While exploring the deep woods around his family’s chic suburban home, John (Charlie Shotwell) discovers a hole. The remnants of an incomplete bunker, the hole is about 30 feet deep and seems to intrigue John. His family — played by Jennifer Ehle, Michael C. Hall, and Taissa Farmiga — discover the hole themselves when they wake up one morning to find themselves in it with no explanation. It does not take them long to realize that it was John who put them in there. Why he did so, though, will take a lot longer to figure out.
Initially set to premiere at the Cannes Film Festival last year, John and the Hole had its world premiere at Sundance 2021, where it quickly garnered headlines as one of the festival’s most anticipated films. The high-concept story spoke for itself, as did the title that, admittedly, elicits more than a few giggles. The marketing has certainly been keen to play up the film as a more traditional horror, which isn’t a surprise given how many Sundance horrors have gone on to become mega-hits in recent years. Really, such things don’t fully grasp at what really makes John and the Hole work, and what causes it to stumble.
Pascual Sisto, a visual artist making his feature directorial debut here, casts his clinical eye towards a portrait of tumultuous adolescence that is more allegorical than literal. John is clearly a smart kid — he’s introduced to us solving a mathematical equation in class while being unable to explain how he came to that conclusion — but the film resists trying to offer clear-cut answers for the very strange thing he does to his family. People keep telling him ‘you know this’ but he doesn’t seem sure of himself, even at his most dangerous. Charlie Shotwell, perhaps best known for Captain Fantastic, is simultaneously expressive and blank-faced, inquisitive in the way that kids are, yet calculating in a way they aren’t. A lot of the time, he seems quietly shocked that his plan is even working, especially given that he’s barely able to drag his parents’ drugged bodies from their bedroom. He’s a little kid trying to play grow-up in an unexpectedly literal way. While in the hole, his mother remembers a time when John asked what it was like to be an adult. Her response: ‘A kid with more responsibilities.’ It’s a mantle he chooses to adopt with an undeniable sense of thoroughness.

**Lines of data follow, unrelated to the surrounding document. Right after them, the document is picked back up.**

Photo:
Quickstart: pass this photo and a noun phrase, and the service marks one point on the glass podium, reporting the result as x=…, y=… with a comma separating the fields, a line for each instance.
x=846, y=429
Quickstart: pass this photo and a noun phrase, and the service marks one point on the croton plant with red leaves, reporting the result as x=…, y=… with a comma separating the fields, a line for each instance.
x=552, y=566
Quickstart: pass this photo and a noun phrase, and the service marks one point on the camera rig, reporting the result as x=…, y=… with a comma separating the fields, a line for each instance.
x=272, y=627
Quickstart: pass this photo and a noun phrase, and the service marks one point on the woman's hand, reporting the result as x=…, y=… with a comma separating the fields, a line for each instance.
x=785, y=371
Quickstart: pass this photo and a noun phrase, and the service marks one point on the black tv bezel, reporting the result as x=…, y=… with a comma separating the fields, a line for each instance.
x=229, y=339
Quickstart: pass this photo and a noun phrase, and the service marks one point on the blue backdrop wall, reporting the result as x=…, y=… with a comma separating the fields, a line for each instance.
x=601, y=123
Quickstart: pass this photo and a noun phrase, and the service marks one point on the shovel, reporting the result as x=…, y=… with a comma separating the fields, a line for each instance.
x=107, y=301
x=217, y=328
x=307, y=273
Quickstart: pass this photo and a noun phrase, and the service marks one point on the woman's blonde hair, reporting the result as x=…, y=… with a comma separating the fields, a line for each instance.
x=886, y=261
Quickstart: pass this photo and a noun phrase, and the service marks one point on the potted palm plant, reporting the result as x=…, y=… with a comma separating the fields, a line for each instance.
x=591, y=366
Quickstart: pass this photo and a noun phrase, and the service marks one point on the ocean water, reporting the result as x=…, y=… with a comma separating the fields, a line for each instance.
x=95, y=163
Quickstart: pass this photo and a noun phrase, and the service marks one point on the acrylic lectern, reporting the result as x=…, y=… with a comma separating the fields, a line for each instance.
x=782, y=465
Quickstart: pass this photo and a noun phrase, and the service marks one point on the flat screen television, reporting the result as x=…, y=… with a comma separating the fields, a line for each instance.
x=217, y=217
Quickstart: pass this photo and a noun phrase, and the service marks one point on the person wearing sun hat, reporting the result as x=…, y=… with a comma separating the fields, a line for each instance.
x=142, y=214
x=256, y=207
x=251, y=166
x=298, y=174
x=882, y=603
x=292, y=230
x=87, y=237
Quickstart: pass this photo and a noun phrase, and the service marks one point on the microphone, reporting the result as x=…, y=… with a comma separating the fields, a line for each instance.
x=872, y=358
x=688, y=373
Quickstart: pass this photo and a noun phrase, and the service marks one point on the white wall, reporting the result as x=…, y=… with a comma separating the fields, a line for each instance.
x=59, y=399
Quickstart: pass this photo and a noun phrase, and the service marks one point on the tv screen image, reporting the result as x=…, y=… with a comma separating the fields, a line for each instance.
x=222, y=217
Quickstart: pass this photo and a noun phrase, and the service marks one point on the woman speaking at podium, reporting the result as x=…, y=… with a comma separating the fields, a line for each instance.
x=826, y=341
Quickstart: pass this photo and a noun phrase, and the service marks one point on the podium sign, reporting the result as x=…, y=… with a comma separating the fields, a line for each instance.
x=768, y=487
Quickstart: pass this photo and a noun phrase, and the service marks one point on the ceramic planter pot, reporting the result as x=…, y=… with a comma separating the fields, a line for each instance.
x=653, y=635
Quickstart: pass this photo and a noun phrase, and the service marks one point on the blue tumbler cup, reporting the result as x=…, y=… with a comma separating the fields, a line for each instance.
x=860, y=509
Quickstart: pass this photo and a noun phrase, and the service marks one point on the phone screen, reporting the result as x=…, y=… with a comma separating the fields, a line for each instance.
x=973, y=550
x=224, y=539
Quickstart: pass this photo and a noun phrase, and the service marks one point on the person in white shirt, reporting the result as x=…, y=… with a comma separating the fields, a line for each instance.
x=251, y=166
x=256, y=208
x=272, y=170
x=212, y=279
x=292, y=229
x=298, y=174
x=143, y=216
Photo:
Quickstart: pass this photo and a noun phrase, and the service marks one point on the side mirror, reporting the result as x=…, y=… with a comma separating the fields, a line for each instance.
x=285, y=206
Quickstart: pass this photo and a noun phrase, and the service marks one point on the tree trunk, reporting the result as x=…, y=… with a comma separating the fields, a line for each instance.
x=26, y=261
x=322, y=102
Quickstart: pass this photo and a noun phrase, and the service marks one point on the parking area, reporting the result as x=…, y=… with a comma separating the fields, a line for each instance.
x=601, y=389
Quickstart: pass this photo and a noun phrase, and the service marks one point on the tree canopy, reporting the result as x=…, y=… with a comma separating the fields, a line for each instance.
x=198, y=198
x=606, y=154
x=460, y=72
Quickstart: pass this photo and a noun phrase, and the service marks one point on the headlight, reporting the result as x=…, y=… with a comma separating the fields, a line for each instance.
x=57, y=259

For the family, their claustrophobic trappings transform them almost instantly. Brad, the understanding ‘cool’ dad, tries to discipline his son from 30 feet below before slumping in defeat. Mother Anna tries to reason with her son, clinging to the notion that perhaps it wasn’t his idea to send them into the hole. For older sister Laurie, there’s almost a sense of inevitability. She seems curiously unsurprised that John would do this. It’s Brad who sinks into defeated resentment the quickest. When John sends his drone to the hole to watch them at night, Brad growls ‘leave us alone’ like a lion guarding his den.
As his family scrambles to escape and figure out why they’re in this predicament, John goes full Home Alone. He drives the family car (all while calming piano music plays), he orders take-out and then tries his hand at home cooking, and he invites friends over for an unsupervised sleepover. He even buys a big TV to play his favorite tennis video game on. It’s almost hilariously innocent, only made less so by the context. The work of Michael Haneke comes to mind in these moments (a director who would probably have a ball with this setup, albeit in a far more nihilistic manner than Sisto ever aims for). Sadly, Hall, Ehle, and Farmiga don’t get a massive amount to do here, although all three are of course excellent at conveying sheer resentment and exhaustion with a muddy-faced glance.
Moments of seeming tranquillity are quickly turned on their head, such as a serene overhead shot of the woods that spins out of control, revealing the camera to be a drone piloted by John. Sisto’s artistic background reveals its keen eye in brief moments of detail that balance the mundane with the sinister: a pulsing basket of tennis balls in a machine firing them rhythmically at John; John playing his grand piano in an eerily empty house; an ant crawling across an abandoned chicken nugget.
Embedded in this story is a semi-connected tale of another child growing up too soon. A girl named Lily, who is 12 but looks way younger, is being abandoned by her mother. She’s got money to care for herself for a year — if she doesn’t misuse it, as she’s reminded — then her life is her own. It’s a prospect that terrifies her, and understandably so. For Lily, a new life akin to John, is horrifying. But this is the future coming for all kids. Sooner or later, you have to flee the nest and be an adult, pay the bills, cook your dinner, and pretend that you’re fully prepared for this kind of solitary independence. Are any of us? Hell, I was painfully unready for it when I turned 18 and headed to university.
The allegorical nature of this narrative is crucial to keep in mind when watching John and the Hole, especially as it moves towards its climax. The effectiveness of the ending will depend heavily on such expectations. This isn’t a horror movie or even a thriller, so don’t brace yourself for scares. Sisto is aiming more for exploring a series of ideas than a sturdy narrative, all of which may make for an unsatisfying viewing experience for some. It doesn’t go as far as it could have, especially when you consider the Haneke influences, but its examination of the mundane cruelties of adulthood lingers long after the lights go out.
John and the Hole opens in select theaters and on VOD on August 6.